Dynamic Programming w/ 1D array USACO Training: Subset Sums

1.1k views Asked by At

While working through the USACO Training problems, I found out about Dynamic Programming. The first training problem that deals with this concept is a problem called Subset Sums.

The Problem Statement Follows:


For many sets of consecutive integers from 1 through N (1 <= N <= 39), one can partition the set into two sets whose sums are identical. For example, if N=3, one can partition the set {1, 2, 3} in one way so that the sums of both subsets are identical:

{3} and {1,2}

This counts as a single partitioning (i.e., reversing the order counts as the same partitioning and thus does not increase the count of partitions). If N=7, there are four ways to partition the set {1, 2, 3, ... 7} so that each partition has the same sum:

{1,6,7} and {2,3,4,5}

{2,5,7} and {1,3,4,6}

{3,4,7} and {1,2,5,6}

{1,2,4,7} and {3,5,6}

Given N, your program should print the number of ways a set containing the integers from 1 through N can be partitioned into two sets whose sums are identical. Print 0 if there are no such ways. Your program must calculate the answer, not look it up from a table.

INPUT FORMAT The input file contains a single line with a single integer representing N, as above.

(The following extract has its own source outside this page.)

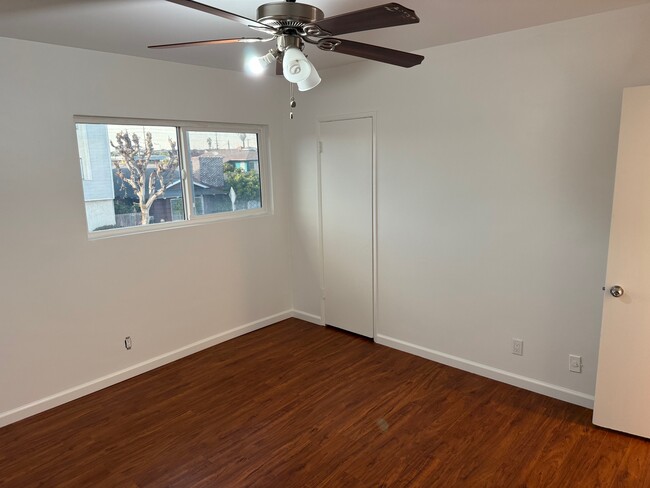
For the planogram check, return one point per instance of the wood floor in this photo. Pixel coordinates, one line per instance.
(297, 405)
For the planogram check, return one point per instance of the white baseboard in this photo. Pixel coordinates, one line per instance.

SAMPLE INPUT (file subset.in) 7

OUTPUT FORMAT The output file contains a single line with a single integer that tells how many same-sum partitions can be made from the set {1, 2, ..., N}. The output file should contain 0 if there are no ways to make a same-sum partition. SAMPLE OUTPUT (file subset.out) 4


After much reading, I found an algorithm that was explained to be a variation of the 0/1 knapsack problem. I implemented it in my code, and I solved the problem. However, I have no idea how my code works or what is going on.

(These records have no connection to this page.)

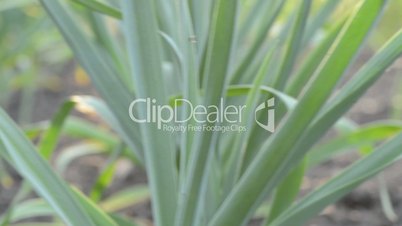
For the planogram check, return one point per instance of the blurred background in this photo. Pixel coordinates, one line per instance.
(38, 73)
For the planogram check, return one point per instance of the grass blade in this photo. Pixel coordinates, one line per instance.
(144, 48)
(273, 155)
(23, 155)
(217, 64)
(100, 7)
(342, 184)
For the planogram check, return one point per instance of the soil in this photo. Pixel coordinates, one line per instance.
(360, 208)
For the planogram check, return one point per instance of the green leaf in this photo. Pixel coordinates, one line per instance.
(51, 136)
(367, 135)
(293, 45)
(100, 7)
(287, 192)
(126, 198)
(145, 59)
(23, 156)
(102, 75)
(215, 72)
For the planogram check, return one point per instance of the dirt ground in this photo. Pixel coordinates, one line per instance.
(360, 208)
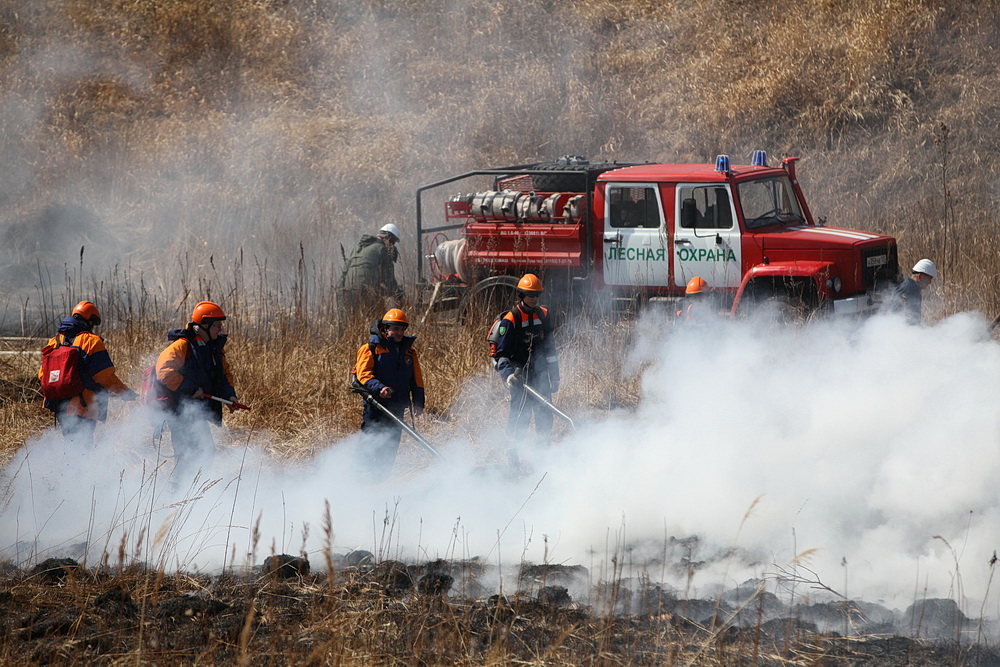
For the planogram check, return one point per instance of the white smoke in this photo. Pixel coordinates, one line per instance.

*Main Question: I was wondering if someone could explain to me how the knapsack algorithm works, and how my program could possibly be implementing this in my code?

My code:

 #include <iostream>
 #include <fstream>
 using namespace std;
 int main()
 {
      ifstream fin("subset.in");
      ofstream fout("subset.out");
      long long num=0, ways[800]={0};
      ways[0]=1;
      cin >> num;

      if(((num*(num+1))/2)%2 == 1)
      {
           fout << "0" << endl;
           return 0;
      }
      //THIS IS THE BLOCK OF CODE THAT IS SUPPOSED TO BE DERIVED FROM THE 
      //   O/1 KNAPSACK PROBLEM
      for (int i = 1; i <= num; i++) 
      {
           for (int j = (num*(num+1))/2 - i; j >= 0; --j) 
           {
                ways[j + i] += ways[j];
           }
      }
      fout << ways[(num*(num+1))/2/2]/2 << endl;
      return 0;
 }

*note: Just to emphasize, this code does work, I just would like an explanation why it works. Thanks :)

1

There are 1 answers

0
MBo On BEST ANSWER

I wonder why numerous sources could not help you.

Trying one more time with my ugly English:

ways[0]=1;

there is a single way to make empty sum

num*(num+1))/2

this is MaxSum - sum of all numbers in range 1..num (sum of arithmetic progression)

if(((num*(num+1))/2)%2 == 1)

there is no chance to divide odd value into two equal parts

for (int i = 1; i <= num; i++)

for every number in range

for (int j = (num*(num+1))/2 - i; j >= 0; --j) ways[j + i] += ways[j];

sum j + i might be built using sum j and item with value i.

For example, consider that you want make sum 15.
At the first step of outer cycle you are using number 1, and there is ways[14] variants to make this sum.
At the second step of outer cycle you are using number 2, and there is ways[13] new variants to make this sum, you have to add these new variants.
At the third step of outer cycle you are using number 3, and there is ways[12] new variants to make this sum, you have to add these new variants.

ways[(num*(num+1))/2/2]/2

output number of ways to make MaxSum/2, and divide by two to exclude symmetric variants ([1,4]+[2,3]/[2,3]+[1,4])

Question for self-thinking: why inner cycle goes in reverse direction?